Border adjustments are controversial, not just in Kosovo and Serbia but also among many governments in the region and elsewhere that fear a knock-on effect. It is thus important to stress that any such changes would only be acceptable if they were freely negotiated by Kosovo and Serbia as a change of a border between two countries and thus in line with OSCE and UN principles, closing the door to any unilateral border changes or partitions.

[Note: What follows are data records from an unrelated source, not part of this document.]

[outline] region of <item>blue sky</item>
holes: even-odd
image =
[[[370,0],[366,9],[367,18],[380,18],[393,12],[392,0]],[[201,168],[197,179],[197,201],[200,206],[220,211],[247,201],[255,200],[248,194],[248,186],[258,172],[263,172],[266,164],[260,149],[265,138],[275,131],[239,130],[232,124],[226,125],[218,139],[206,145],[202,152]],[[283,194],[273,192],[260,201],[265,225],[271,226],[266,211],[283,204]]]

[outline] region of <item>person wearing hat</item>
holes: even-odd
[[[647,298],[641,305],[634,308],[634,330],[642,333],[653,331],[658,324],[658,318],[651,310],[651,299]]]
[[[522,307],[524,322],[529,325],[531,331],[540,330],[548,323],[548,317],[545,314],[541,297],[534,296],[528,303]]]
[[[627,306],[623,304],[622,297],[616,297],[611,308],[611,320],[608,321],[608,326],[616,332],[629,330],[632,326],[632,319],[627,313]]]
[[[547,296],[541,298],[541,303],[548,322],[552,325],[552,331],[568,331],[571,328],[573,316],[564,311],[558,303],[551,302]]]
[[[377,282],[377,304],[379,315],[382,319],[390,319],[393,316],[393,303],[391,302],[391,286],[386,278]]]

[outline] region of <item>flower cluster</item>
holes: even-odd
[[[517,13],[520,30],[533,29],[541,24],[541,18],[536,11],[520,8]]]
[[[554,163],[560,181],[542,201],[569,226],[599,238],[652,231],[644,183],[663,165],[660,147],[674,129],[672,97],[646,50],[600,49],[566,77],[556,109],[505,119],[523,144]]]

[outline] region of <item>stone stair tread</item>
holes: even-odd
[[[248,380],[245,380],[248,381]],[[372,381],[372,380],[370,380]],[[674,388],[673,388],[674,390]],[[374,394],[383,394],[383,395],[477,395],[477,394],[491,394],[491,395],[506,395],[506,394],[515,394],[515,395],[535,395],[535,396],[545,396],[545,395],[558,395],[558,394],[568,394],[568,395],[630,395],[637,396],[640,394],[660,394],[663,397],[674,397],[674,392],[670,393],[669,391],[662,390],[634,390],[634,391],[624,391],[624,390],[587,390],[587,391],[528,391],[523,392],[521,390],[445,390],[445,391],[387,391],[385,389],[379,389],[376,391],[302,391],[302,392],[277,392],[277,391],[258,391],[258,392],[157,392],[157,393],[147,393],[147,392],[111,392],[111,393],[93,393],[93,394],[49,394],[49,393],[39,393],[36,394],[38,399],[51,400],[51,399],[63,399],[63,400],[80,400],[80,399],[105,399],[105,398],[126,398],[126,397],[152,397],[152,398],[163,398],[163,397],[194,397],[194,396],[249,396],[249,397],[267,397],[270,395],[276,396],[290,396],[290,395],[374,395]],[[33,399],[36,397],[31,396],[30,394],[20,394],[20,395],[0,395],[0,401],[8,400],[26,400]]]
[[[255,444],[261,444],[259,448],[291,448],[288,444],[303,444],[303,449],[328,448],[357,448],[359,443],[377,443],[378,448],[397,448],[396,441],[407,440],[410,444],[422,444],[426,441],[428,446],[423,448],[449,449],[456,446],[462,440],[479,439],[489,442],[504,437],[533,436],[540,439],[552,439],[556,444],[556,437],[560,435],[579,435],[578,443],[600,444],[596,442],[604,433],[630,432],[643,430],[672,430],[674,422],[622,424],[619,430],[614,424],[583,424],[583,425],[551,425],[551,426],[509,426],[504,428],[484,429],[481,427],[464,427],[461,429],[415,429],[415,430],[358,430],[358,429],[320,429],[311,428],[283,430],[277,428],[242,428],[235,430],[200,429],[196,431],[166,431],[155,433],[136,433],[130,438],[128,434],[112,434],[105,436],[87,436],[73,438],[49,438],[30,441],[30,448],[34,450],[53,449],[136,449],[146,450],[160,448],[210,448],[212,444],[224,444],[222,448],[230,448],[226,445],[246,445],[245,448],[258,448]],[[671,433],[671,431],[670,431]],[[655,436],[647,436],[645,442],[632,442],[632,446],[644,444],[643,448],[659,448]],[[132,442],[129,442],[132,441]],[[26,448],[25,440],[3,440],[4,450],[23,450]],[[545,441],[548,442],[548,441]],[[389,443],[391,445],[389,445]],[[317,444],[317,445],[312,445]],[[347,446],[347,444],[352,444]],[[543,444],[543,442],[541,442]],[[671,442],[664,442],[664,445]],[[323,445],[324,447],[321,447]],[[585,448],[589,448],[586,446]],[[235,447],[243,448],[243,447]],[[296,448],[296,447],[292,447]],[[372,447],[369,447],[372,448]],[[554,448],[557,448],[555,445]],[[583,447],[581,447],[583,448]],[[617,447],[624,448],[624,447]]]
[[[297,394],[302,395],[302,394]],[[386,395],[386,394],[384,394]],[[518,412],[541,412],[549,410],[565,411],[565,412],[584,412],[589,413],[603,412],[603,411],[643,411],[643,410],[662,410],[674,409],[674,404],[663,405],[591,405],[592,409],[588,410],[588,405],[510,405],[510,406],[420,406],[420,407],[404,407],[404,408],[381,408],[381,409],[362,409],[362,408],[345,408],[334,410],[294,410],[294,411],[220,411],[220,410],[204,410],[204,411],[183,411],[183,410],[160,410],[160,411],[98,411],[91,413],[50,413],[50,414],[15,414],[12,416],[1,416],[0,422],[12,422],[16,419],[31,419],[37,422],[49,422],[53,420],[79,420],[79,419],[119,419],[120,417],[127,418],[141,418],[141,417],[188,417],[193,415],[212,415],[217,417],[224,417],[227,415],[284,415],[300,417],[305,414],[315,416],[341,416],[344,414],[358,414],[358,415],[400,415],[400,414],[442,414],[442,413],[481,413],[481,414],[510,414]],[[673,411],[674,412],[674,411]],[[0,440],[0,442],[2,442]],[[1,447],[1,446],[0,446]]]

In Kosovo, such an approach is likely to give rise to challenges to the remainder of the Ahtisaari package, including the Serb minority’s protection and the prohibition on union with Albania.

The key to the success of any such package would be ensuring that Kosovo faces no further obstacles towards international recognition, especially in regard to EU and UN membership, and that such an agreement is based on a broad consensus in Pristina to avoid spoilers that might not only derail any such agreement but threaten the broader state-building process.

Here, the EU can help to provide both Serbia and Kosovo a lifeline for controversial negotiations, by offering an accelerated process of EU accession as the European Council on Foreign Relations recently outlined.

This is not to suggest that such border adjustments (widely, but wrongly termed “partition”) are a desirable outcome, merely that they need to be considered, even if they are eventually dismissed, as an option to unlock the stalemate.

The ICJ opinion is unlikely to be a “golden bullet” either for Kosovo or for Serbia. Instead, it will highlight the need to think about alternative strategies in pursuit of state-building in Kosovo.